There’s something transcendent about the album Born, the debut long player by California’s prog/psych outfit Birth. Southern California has been ground zero for a new wave of prog and psych bands in the last decade and a half, with heavyweights like Astra, Psicomagia, Monarch, Sacri Monti, and Earthless lighting the way to some kind of new world enlightenment via chugging rhythms, otherworldly keys, and jazz-tinged drumming.
While Birth may be releasing their debut album, these cats weren’t just “born” yesterday. Made up of Conor Riley(vocals, synthesizer, electric piano, organ, acoustic guitar), Brian Ellis(guitar, electric piano, percussion), Trevor Mast(bass), and Paul Marrone on drums(Marrone recorded on the album but has been replaced by Thomas DiBenedetto of Sacri Monte, Joy and Monarch.)
Everyone here were part of some of the biggest Cali psych bands to emerge from the budding southern Cali psych music scene. Born is a culmination of their psych/prog powers; songs built on ethereal dreamscapes, muscular riffs, jazz-inflected rhythms, and enough hazy psychedelia to light up your black light posters.
Six songs powered on flights of fancy and intricate time changes are what’s going on with Born. Album opener and title track “Born” is driven by Hammond organ and muscular drumming, bringing to mind ELP and early King Crimson, but with the sweet smell of the Pacific Ocean filling your lungs. Birth leans in heavy with the KC vibes, but also working in touches of Kansas with Mellotron dreaminess filling in for actual violins. It’s a wild ride, man. “Descending Us” is a gorgeous track filled with visions of dystopian horizons and unkown futures. Conor Riley’s voice lands perfectly in Greg Lake territory, with the song going full on Deep Purple In Rock as the amps heat up and the organ goes nuclear.
An absolute highlight here is the excellent and nearly 10-minute epic “For Yesterday”. You can imagine reaching some mountainous peak and looking out over the universe itself. A song that ebbs and flows from acoustic guitar strumming, Moog flights of fancy, and chugging prog riffage that feels melancholy, triumphant, and heady all at the same time. Likewise, the instrumental “Cosmic Tears” locks into analog bliss with a synth-heavy groover that almost screams out beanbag chair, Koss headphones, and Pioneer tower speakers in your parents basement. A slight haze of something dank in the air. I’m getting King Crimson Red feels and I like it. I like it a lot.

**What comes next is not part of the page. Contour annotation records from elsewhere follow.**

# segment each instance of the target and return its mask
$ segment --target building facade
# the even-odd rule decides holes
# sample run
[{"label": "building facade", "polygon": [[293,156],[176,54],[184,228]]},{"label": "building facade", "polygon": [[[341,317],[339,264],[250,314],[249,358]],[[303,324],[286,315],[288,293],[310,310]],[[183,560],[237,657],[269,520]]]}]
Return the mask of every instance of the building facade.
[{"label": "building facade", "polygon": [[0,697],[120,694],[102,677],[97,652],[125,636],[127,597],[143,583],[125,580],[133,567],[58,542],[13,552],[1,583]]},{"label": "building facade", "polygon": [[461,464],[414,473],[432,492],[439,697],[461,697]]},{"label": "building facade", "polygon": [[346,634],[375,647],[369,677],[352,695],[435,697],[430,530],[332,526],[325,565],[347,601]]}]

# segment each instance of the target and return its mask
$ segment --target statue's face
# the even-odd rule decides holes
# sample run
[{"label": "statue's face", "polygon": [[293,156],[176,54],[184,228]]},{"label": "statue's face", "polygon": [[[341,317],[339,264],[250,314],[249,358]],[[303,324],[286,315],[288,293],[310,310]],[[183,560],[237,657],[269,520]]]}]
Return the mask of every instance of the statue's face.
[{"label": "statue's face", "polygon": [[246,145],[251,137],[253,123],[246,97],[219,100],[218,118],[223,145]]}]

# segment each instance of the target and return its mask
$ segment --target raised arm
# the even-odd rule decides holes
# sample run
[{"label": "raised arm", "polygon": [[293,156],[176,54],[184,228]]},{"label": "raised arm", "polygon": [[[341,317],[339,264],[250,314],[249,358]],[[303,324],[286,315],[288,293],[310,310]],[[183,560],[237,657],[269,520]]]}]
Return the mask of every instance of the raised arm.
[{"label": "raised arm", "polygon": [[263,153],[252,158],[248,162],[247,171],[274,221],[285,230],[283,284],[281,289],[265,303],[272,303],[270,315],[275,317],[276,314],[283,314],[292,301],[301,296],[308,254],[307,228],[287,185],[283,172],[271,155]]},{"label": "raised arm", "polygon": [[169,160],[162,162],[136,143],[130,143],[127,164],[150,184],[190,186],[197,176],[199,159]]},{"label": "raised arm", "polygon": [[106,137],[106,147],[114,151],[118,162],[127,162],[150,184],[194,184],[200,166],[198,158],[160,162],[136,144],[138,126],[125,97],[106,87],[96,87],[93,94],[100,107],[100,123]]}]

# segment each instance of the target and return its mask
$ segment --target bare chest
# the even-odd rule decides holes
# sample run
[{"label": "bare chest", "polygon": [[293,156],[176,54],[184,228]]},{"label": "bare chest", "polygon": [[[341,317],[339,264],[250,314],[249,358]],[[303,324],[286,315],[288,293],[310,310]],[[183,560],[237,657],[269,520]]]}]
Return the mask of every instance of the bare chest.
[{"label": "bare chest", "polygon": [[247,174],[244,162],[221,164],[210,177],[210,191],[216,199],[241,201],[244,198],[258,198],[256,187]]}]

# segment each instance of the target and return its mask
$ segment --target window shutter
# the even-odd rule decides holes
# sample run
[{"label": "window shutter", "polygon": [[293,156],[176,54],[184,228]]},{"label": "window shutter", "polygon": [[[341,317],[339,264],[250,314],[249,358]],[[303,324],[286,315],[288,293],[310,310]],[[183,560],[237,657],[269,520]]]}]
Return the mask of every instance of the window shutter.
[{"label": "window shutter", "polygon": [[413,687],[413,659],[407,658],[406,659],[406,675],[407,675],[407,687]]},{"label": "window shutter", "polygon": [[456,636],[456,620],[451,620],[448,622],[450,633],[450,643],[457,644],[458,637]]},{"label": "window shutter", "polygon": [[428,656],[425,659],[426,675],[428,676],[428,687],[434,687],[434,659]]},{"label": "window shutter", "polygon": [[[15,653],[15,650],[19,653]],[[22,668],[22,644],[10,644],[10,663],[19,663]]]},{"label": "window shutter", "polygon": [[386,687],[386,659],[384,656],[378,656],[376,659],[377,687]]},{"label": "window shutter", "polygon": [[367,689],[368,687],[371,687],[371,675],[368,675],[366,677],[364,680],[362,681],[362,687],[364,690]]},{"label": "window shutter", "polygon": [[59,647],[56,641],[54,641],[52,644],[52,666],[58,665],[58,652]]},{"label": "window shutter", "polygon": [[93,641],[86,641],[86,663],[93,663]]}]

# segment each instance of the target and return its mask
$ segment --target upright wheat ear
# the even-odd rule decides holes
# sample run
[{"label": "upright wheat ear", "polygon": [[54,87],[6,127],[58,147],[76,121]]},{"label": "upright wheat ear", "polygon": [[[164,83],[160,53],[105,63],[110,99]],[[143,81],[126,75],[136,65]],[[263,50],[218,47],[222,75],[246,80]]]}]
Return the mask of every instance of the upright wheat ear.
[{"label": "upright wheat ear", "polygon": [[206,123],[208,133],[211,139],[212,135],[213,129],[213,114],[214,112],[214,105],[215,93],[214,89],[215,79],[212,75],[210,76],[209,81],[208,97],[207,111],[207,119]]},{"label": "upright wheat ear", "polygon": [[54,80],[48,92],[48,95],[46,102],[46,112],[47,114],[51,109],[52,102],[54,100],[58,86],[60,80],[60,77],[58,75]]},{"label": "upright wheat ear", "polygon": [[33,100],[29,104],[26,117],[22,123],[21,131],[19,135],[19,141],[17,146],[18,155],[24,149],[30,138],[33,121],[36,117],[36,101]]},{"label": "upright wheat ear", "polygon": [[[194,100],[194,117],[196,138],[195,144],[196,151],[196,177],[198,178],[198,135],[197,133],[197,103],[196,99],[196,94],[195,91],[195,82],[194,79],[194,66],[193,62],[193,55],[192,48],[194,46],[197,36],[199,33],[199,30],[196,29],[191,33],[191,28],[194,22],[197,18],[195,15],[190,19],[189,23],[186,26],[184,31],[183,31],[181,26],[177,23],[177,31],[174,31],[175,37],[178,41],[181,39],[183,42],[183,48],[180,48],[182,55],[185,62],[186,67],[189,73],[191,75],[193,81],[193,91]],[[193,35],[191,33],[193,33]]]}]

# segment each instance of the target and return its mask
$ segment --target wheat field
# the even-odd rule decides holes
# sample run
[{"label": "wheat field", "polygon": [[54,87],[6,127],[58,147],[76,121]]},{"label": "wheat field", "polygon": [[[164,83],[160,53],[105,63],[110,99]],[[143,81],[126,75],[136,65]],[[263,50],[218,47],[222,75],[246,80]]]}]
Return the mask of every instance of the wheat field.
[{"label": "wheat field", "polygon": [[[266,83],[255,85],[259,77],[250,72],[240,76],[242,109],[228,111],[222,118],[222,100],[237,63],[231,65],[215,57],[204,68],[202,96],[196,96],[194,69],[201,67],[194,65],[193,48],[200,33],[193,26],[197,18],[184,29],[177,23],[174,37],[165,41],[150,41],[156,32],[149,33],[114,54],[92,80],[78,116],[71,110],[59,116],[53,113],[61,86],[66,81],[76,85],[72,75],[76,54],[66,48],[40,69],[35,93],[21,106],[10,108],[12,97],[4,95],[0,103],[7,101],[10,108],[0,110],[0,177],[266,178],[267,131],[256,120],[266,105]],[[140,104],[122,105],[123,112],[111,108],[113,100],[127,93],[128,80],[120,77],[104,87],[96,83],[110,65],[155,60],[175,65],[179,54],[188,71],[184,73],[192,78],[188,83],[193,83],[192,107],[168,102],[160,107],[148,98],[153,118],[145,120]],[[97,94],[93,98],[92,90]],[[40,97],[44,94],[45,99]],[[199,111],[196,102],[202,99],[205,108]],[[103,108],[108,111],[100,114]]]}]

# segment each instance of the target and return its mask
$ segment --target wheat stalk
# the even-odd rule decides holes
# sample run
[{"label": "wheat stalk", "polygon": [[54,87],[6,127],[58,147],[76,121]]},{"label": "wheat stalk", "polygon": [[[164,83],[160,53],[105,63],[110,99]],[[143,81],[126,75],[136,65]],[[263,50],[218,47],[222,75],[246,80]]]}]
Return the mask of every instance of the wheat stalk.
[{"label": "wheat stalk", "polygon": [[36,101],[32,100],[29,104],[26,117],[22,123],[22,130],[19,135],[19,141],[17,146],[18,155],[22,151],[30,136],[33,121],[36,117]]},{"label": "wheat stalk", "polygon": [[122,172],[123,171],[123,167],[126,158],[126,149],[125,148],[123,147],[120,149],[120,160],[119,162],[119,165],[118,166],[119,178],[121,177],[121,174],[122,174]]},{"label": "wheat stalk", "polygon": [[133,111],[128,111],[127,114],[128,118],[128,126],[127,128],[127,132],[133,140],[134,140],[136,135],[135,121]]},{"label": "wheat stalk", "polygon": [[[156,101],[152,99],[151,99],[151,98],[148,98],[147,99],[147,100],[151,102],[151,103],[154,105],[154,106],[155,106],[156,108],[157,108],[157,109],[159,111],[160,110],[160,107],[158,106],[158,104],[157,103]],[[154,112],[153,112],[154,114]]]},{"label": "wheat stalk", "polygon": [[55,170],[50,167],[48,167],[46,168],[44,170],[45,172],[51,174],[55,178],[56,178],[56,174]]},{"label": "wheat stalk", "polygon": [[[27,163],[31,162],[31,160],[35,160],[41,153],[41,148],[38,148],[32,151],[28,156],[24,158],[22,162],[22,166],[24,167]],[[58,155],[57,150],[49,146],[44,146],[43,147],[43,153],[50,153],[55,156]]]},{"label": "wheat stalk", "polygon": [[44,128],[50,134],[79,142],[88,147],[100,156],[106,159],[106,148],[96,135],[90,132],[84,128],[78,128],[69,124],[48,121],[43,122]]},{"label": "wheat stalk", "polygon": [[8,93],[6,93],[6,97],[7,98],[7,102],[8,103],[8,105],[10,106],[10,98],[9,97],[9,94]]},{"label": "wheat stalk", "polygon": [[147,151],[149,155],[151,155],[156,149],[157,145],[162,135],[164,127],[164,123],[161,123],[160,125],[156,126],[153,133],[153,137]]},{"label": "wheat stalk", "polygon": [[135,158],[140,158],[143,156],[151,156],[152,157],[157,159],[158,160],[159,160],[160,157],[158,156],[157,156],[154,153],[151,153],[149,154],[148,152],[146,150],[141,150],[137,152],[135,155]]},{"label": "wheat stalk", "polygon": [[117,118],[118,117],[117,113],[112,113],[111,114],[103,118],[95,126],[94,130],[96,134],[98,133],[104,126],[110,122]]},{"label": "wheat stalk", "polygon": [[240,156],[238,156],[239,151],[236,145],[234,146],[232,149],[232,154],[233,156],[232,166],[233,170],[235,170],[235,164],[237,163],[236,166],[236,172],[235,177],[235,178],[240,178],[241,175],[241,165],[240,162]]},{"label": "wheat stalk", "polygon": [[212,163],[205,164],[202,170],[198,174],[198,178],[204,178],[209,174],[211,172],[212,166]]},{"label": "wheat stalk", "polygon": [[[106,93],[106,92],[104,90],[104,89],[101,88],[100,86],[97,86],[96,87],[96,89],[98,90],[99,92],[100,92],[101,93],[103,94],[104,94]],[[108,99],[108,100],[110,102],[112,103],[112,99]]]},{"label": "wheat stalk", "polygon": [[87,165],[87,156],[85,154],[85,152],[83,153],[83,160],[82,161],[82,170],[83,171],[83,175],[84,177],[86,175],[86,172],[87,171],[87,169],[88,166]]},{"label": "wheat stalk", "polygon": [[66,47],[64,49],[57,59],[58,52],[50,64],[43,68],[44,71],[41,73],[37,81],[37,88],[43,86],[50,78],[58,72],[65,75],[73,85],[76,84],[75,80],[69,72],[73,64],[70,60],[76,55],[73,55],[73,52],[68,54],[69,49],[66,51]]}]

Album closer “Long Way Down” gives us one final shot of prog vitamin KC. I do hear a lot of King Crimson on this excellent album, and especially in this epic final track. But don’t take that as Birth just posturing their prog rock heroes. That’s not the case. The DNA of prog runs through Birth’s veins, but they’ve concocted their own psychedelic trip, with even touches of metal, jazz fusion, and space rock. It’s the kind of heady trip only Birth could cook up.
Birth’s Born is the kind of album you continually keep revisiting until it’s become a part of you. Heady movements, mind-altering melodies, and sensory deprivation deep dives that you’ll never tire of. Born is the prog super group album you’ve been waiting for.